At the same time, with the increase in high-deductible plans, “there is a lot more patient billing than there used to be,” she notes. More labs are focusing on patient collections and not having to write off bad debts. She says bad debt rates on patient balance billing have been dropping. “It can be in some labs as low as 30 percent now.” However, even though recessions do not hit the health care industry the same way they do the rest of the economy, she says, if one occurred it would likely increase consumer-based collection problems.
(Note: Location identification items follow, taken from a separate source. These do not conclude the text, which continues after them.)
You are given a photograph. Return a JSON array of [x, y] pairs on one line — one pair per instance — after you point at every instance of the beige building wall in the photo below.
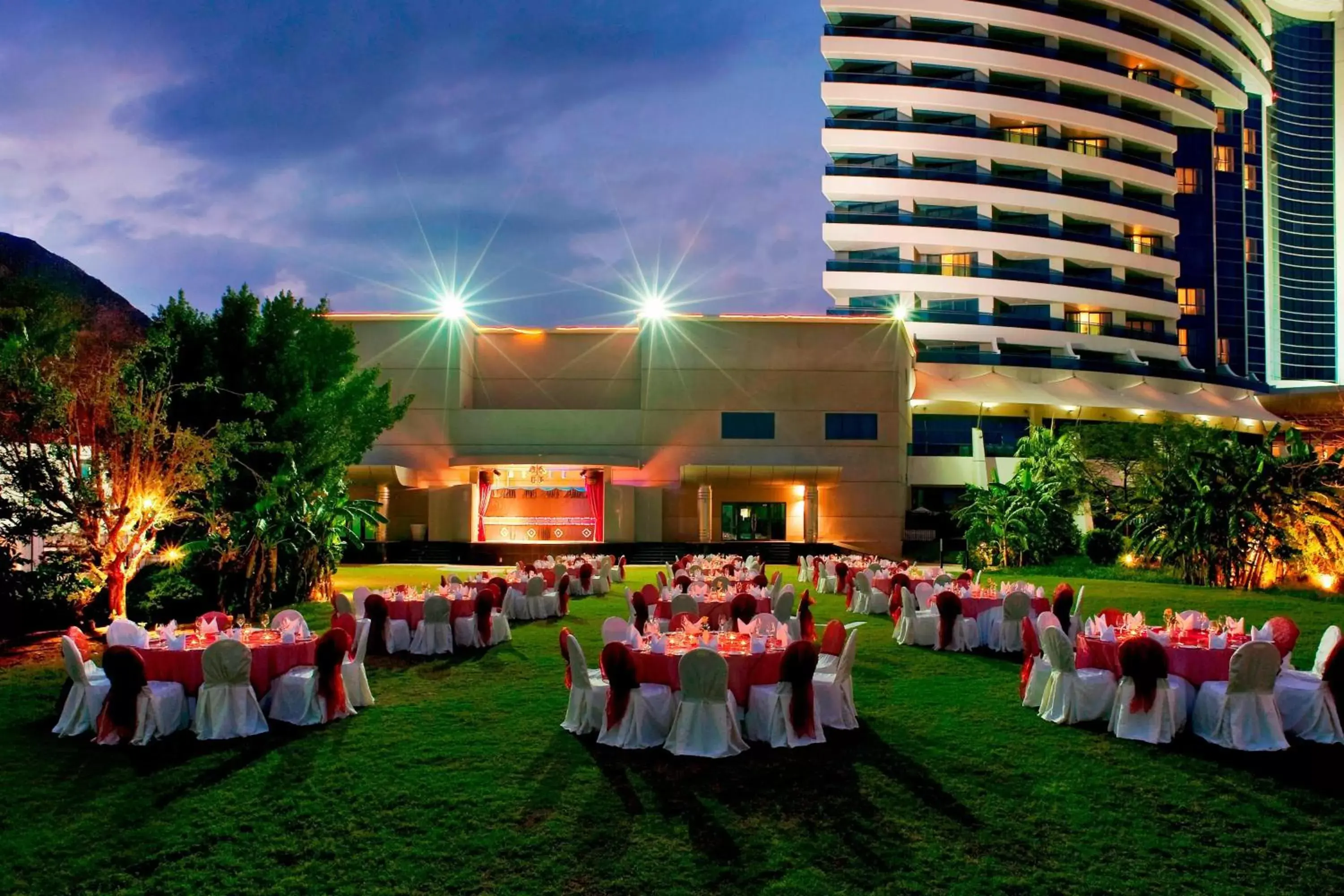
[[646, 405]]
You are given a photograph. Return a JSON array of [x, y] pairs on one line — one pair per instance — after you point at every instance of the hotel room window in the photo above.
[[736, 425]]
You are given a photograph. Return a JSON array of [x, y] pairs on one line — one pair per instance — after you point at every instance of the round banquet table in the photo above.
[[1191, 660], [703, 605], [745, 669], [271, 659], [414, 610]]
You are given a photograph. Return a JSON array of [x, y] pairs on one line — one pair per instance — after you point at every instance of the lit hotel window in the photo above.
[[1191, 302]]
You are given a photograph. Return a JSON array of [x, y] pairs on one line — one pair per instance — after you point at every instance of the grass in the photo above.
[[461, 781]]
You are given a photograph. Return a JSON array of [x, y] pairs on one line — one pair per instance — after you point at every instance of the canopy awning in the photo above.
[[725, 473]]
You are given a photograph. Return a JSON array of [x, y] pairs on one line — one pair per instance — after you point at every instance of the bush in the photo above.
[[1104, 546]]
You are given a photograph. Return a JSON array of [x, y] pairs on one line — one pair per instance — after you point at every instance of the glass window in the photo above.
[[1191, 302], [851, 426], [734, 425]]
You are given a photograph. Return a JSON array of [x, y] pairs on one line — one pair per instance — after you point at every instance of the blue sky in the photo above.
[[355, 150]]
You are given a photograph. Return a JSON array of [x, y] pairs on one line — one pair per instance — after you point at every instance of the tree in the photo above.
[[86, 443]]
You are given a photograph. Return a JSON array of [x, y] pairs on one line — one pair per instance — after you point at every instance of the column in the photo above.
[[385, 497], [705, 504], [811, 513]]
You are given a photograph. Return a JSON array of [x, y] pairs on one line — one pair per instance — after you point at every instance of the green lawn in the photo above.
[[461, 781]]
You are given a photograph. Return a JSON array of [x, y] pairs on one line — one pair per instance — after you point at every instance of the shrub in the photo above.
[[1104, 546]]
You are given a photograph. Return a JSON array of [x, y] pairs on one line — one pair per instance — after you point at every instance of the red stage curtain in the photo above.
[[484, 488], [597, 501]]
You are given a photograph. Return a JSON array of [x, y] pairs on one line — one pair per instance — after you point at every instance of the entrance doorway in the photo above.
[[754, 521]]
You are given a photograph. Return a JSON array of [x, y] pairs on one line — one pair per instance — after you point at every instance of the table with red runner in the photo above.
[[745, 669], [271, 660], [1189, 657], [703, 605]]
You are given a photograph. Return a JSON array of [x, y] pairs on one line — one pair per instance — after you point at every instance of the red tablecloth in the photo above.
[[269, 661], [1194, 663], [664, 609], [744, 671]]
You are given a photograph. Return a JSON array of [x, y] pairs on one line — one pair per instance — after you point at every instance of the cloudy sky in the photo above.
[[553, 148]]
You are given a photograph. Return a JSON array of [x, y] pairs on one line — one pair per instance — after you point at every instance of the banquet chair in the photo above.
[[636, 715], [292, 617], [487, 626], [788, 714], [542, 605], [314, 695], [88, 692], [706, 722], [1147, 706], [357, 680], [1035, 665], [616, 629], [956, 632], [917, 626], [138, 710], [1006, 637], [1307, 699], [588, 691], [435, 633], [1073, 695], [397, 633], [783, 607], [686, 603], [834, 689], [226, 704], [124, 633], [1241, 714]]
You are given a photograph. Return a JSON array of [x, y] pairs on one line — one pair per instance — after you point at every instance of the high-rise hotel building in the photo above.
[[1132, 189]]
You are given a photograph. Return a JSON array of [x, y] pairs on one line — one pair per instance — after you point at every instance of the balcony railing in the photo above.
[[990, 225], [859, 170], [1045, 53], [1003, 136], [1054, 324], [1000, 90], [991, 272]]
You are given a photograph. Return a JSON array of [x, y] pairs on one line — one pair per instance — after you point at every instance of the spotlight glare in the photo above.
[[452, 307], [654, 307]]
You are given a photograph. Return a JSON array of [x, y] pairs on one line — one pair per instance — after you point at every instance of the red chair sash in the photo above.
[[832, 640], [127, 675], [621, 679], [331, 684], [565, 653], [949, 610], [484, 610], [800, 663]]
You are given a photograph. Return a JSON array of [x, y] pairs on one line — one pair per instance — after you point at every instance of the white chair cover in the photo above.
[[353, 671], [84, 703], [1240, 714], [468, 636], [435, 633], [706, 722], [226, 704], [768, 716], [834, 689], [917, 626], [1073, 695], [588, 695], [295, 618]]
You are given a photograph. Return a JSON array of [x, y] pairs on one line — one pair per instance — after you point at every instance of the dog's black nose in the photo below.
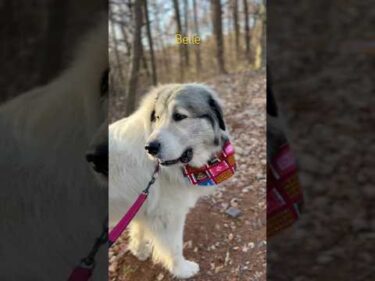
[[98, 157], [153, 147]]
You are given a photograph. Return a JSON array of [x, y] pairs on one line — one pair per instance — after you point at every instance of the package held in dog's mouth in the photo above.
[[284, 193], [219, 169]]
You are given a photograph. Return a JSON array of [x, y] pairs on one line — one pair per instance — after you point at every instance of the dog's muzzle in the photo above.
[[184, 158]]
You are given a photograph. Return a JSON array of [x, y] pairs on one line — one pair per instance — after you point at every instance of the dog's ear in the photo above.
[[217, 111]]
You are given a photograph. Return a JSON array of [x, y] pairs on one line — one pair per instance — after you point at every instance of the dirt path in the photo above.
[[226, 248]]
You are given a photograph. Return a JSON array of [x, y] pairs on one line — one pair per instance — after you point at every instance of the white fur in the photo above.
[[157, 229], [44, 177]]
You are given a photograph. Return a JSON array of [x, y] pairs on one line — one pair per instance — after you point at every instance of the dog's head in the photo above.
[[186, 124]]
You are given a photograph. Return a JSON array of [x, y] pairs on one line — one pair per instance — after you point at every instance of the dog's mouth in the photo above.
[[185, 158]]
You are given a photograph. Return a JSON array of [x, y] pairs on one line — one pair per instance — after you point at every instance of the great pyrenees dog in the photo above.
[[52, 208], [175, 124]]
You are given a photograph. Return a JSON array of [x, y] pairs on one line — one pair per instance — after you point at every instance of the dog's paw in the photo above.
[[142, 252], [185, 269]]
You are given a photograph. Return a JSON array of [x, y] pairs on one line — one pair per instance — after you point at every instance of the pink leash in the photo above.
[[84, 270], [130, 214]]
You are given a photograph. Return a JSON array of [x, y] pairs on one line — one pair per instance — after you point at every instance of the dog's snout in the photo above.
[[99, 159], [153, 147]]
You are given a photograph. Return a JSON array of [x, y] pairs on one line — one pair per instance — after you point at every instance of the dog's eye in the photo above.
[[178, 116]]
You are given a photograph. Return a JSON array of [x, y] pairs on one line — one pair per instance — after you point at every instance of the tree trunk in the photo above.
[[198, 58], [179, 30], [236, 28], [144, 62], [118, 68], [150, 43], [247, 31], [136, 57], [259, 38], [218, 32]]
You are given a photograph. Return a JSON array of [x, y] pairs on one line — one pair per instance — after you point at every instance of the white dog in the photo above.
[[174, 125]]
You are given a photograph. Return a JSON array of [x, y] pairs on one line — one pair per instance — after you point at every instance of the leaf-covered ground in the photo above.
[[227, 248]]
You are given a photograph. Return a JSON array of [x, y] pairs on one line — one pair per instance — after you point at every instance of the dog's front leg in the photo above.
[[138, 244], [168, 247]]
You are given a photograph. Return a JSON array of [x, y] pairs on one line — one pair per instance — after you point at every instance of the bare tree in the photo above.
[[259, 37], [236, 27], [186, 31], [247, 30], [198, 58], [179, 30], [118, 68], [165, 58], [136, 56], [150, 43], [218, 32]]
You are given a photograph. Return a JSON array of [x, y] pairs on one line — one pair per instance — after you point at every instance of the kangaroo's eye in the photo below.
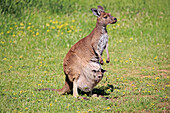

Over the long term, as several of these billing industry leaders suggest, current billing and payment trends are creating pressures that could lead to a restructuring of the laboratory industry. Unlike earlier reimbursement and policy shifts, the current squeeze is shrinking laboratory margins to the point that it may leave only a few big players standing. For the time being, however, the logistics of coexisting remain a priority. As Raich says, “We spend a lot of time talking to groups about mergers and joint ventures. Our health system is merging together. How can we all play in the same sandbox without hurting each other?”

Anne Paxton is a writer and attorney in Seattle.